One therapeutic vaccine that has shown promise in phase I-II trials is the vaccine ADXS11-01 (axali-mogene filolisbac). It is a vaccine that consists of live attenuated Listeria monocytogenes that has been modified to secrete an HPV16-E7 fusion protein. When this is recognized, T helper cell immunity is triggered and cytotoxic T cells are recruited to target the HPV-E7 cells in the tumor.
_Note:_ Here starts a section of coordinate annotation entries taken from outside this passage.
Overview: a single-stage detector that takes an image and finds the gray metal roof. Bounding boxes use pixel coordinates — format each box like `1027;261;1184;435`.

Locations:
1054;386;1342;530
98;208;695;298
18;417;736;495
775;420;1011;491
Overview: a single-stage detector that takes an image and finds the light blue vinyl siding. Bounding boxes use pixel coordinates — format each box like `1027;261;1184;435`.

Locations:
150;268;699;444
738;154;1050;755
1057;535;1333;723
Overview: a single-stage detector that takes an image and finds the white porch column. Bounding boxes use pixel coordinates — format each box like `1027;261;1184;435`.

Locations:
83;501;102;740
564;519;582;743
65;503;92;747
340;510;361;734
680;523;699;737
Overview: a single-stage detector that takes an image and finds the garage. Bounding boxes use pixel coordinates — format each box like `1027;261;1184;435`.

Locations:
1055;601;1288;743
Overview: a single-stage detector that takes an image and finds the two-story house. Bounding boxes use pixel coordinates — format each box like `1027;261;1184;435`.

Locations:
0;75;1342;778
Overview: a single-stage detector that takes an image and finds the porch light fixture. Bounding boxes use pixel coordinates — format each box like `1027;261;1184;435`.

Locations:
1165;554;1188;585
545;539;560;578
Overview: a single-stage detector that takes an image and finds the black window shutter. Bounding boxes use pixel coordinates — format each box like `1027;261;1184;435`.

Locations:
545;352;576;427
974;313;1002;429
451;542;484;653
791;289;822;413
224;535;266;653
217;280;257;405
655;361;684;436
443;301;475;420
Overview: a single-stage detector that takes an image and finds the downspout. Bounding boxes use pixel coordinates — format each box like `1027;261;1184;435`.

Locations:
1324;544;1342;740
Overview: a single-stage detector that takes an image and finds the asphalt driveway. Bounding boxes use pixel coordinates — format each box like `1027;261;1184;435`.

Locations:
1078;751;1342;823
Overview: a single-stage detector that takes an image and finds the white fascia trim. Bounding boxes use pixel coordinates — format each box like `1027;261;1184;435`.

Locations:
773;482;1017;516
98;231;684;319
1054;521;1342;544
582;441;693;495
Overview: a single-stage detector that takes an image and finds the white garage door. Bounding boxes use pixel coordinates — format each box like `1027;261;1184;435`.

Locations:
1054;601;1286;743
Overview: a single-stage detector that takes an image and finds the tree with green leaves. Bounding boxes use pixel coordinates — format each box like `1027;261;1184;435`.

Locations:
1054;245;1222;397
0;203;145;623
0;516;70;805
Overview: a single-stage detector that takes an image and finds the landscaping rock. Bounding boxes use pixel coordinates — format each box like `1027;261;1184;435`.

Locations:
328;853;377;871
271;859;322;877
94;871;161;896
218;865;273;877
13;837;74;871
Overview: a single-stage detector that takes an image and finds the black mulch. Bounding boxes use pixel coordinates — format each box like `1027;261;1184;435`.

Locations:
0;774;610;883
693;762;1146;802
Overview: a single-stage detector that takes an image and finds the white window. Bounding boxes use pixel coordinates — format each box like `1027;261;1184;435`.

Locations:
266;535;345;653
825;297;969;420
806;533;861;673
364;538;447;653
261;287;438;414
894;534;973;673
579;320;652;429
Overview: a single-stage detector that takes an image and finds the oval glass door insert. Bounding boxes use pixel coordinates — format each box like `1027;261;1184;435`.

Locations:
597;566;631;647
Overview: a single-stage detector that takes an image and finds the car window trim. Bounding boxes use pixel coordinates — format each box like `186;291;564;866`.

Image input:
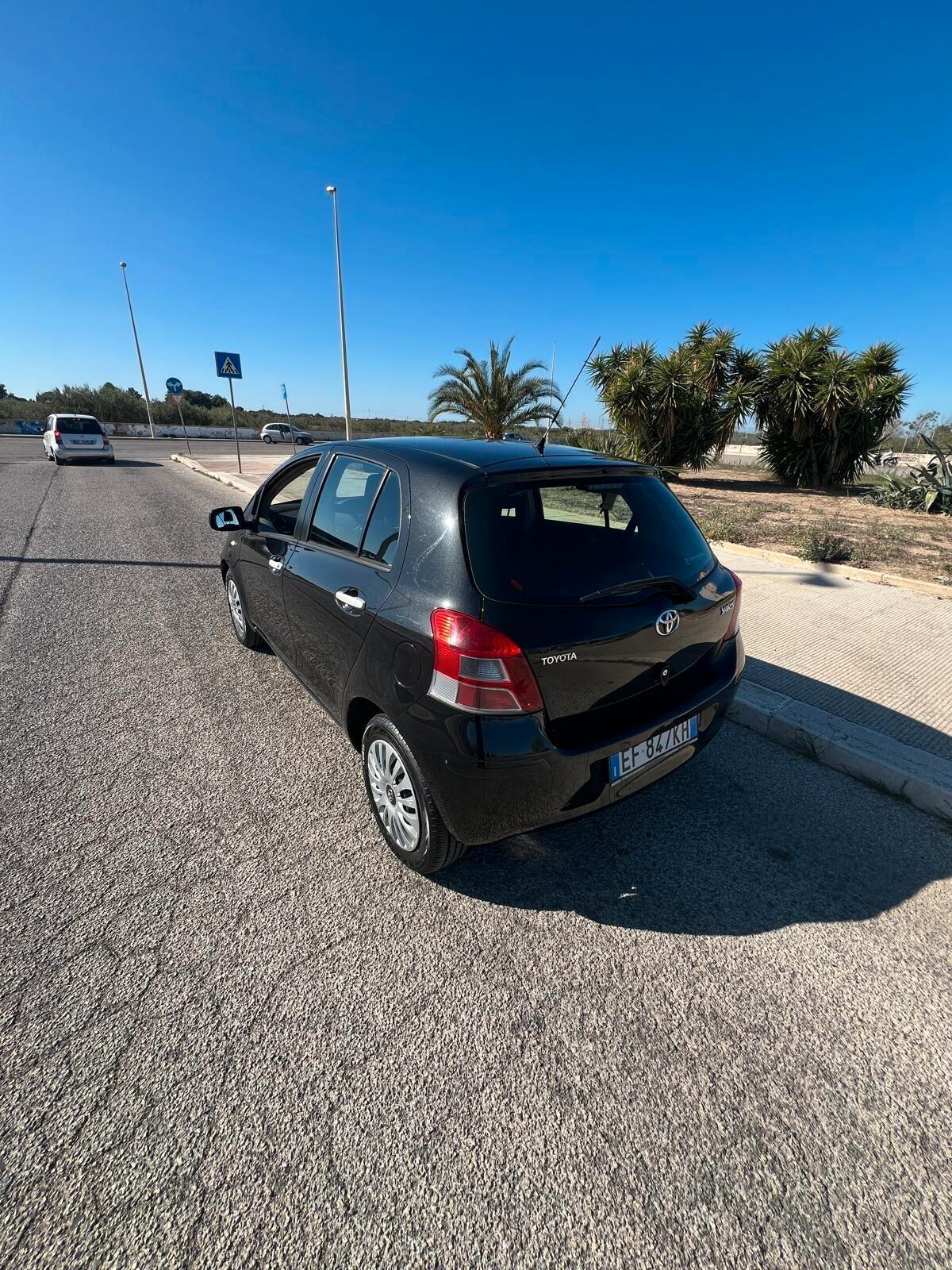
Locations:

Additionally, it simultaneously suppresses the immunologic defenses within the lesions, by decreasing T reg and MDSC’s in the tumor microenvironment [21]. In a phase II study of Indian women with recurrent cervical cancer randomized to receive ADXS11-01for 3 doses with or without concurrent cisplatin, Petit et. al found that 12-month OS was 32% with a RR of 11%and disease control rate of 38% [21]. Additionally, cisplatin improved toxicity but did not improve survival or tumor response.
This data was confirmed by a subsequent trial GOG 265, that enrolled 46 patients in a 2 step phase II trial in women with recurrent, previously treated cervical cancer [22].52% of all patients had 2 or more prior lines of therapy, 56 % had prior bevacuzimab and 86 % had prior radiation therapy. The 12 month OS was 38 %, the highest OS seen over 20 years of phase II trials in cervical cancer by the GOG in second line setting, where the average survival is 4-7 months [14]. The clinical benefit was seen in 32% of patients with one complete response which is ongoing for over 24 months. The vaccine was generally well tolerated with a 10% of patients experiencing a grade 3 Cytokine Release Syndrome (CRS) [22].
There is a phase III trial in the process of being launched, with the vaccine combination with a PDL1 targeting checkpoint inhibitor. The vaccine is also available in a large phase 3 trial in a consolidation setting to prevent recurrence in patients with advanced cervix cancer after chemo radiation. This study is a double blind placebo controlled randomized trial that randomizes patients 1:2 to receive the placebo or the ADXS11-001 vaccine for a year and is currently accruing patients.


Conclusion

In conclusion, while great strides have been made in improving screening and prevention for cervical cancer, the recurrence rates for node positive early and locally advanced cervical cancer remains unacceptably high [11]. Additionally, treatment options currently available for patients diagnosed with recurrent disease are limited in efficacy. While many studies are underway in recurrent cervical cancer, immunotherapy is an area that holds promise to turn the tide in the treatment of this disease.